Il Castello Inferiore si presenta nella sua voluminosa struttura come un recinto merlato quadrangolare con un alto mastio. In gran parte è stato costruito utilizzando pietra locale arenaria e calcarea, con scarso uso di mattoni in cotto (materiale assai costoso). Due i ponti levatoi, sul fossato, a nord e a sud delle rispettive facciate. Sopra l’ingresso a sud vi era una bertesca, di recente ricostruzione.

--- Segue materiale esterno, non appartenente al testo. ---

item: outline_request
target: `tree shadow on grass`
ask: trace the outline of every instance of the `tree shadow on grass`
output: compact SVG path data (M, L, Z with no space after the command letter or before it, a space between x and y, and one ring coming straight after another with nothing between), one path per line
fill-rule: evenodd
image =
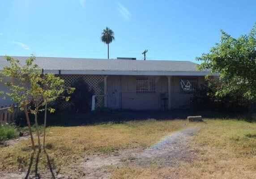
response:
M40 158L40 155L42 153L45 155L47 160L47 166L48 166L48 168L49 169L50 171L51 172L52 179L56 179L53 168L53 166L54 165L54 164L52 163L53 161L50 158L49 156L49 155L48 154L46 151L45 150L44 150L43 153L41 152L41 150L38 150L37 152L34 163L34 166L35 166L34 174L34 175L32 175L32 176L30 177L30 173L31 172L31 169L33 165L33 162L34 161L34 153L33 152L31 153L30 164L29 165L29 167L27 170L26 175L25 177L25 179L40 179L41 178L41 176L40 175L40 173L39 173L38 171L38 165L39 162L39 159Z

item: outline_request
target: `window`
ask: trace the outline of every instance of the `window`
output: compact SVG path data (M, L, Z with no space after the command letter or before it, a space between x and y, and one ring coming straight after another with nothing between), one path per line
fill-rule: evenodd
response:
M155 92L156 79L154 77L137 77L136 78L136 93Z
M198 79L197 78L181 78L180 79L180 89L182 92L192 92L197 88Z

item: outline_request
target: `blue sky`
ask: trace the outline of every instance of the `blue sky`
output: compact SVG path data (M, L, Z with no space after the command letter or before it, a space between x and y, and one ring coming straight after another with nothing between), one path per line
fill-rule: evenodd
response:
M0 0L0 55L106 58L100 41L115 33L110 58L195 61L256 22L256 0Z

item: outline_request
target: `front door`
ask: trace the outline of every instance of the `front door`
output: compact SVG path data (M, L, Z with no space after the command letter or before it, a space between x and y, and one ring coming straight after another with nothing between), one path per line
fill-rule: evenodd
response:
M113 109L120 108L120 77L110 76L107 78L107 107Z

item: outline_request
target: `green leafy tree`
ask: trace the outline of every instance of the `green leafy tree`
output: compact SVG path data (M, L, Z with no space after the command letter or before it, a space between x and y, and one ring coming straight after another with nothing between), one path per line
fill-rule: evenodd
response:
M40 131L38 127L38 114L44 110L48 109L51 112L53 109L47 108L47 104L54 101L60 94L67 90L68 93L72 93L73 88L64 88L64 81L54 74L42 74L38 66L34 63L35 60L32 56L26 60L25 64L21 64L18 60L7 56L6 60L10 65L4 67L1 76L14 79L14 81L6 83L10 92L1 92L5 96L9 96L13 102L19 103L19 107L24 110L31 139L32 147L34 151L35 147L33 135L31 131L29 112L34 115L35 124L37 128L38 142L39 149L41 149ZM65 97L68 101L69 97ZM44 132L44 144L46 125L46 112L45 117L45 129Z
M56 77L53 74L45 74L41 76L40 86L42 89L42 96L43 102L41 106L44 106L44 122L43 132L43 148L45 146L45 130L46 128L46 121L47 110L50 112L54 112L55 110L51 107L47 107L48 103L55 101L58 98L61 97L68 101L70 97L69 96L64 96L62 94L66 92L67 94L71 94L75 90L74 88L65 87L64 81L59 77Z
M101 39L102 42L107 44L107 59L109 59L109 44L113 40L115 40L114 32L109 28L107 27L103 30L101 33Z
M221 30L220 42L196 60L200 70L218 73L221 86L215 95L242 94L250 101L256 99L256 24L248 34L237 38Z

Di particolare interesse sono i due loggiati interni, quello a pian terreno sostenuto da robusti pilastri in cotto, e quello superiore. Nello specifico, il Castello Inferiore si trasformò sempre più da Rocca a palazzo pubblico, quello del podestà o rettore che ivi risiedeva in età veneziana, amministrando la giustizia civile e sovrintendendo al buon governo della comunità. Nel Castello Inferiore si riuniva il Consiglio dei Trenta, il consiglio comunale dell’età veneziana. Ospitò inoltre le carceri dall’epoca veneziana fino ai primi decenni del Novecento.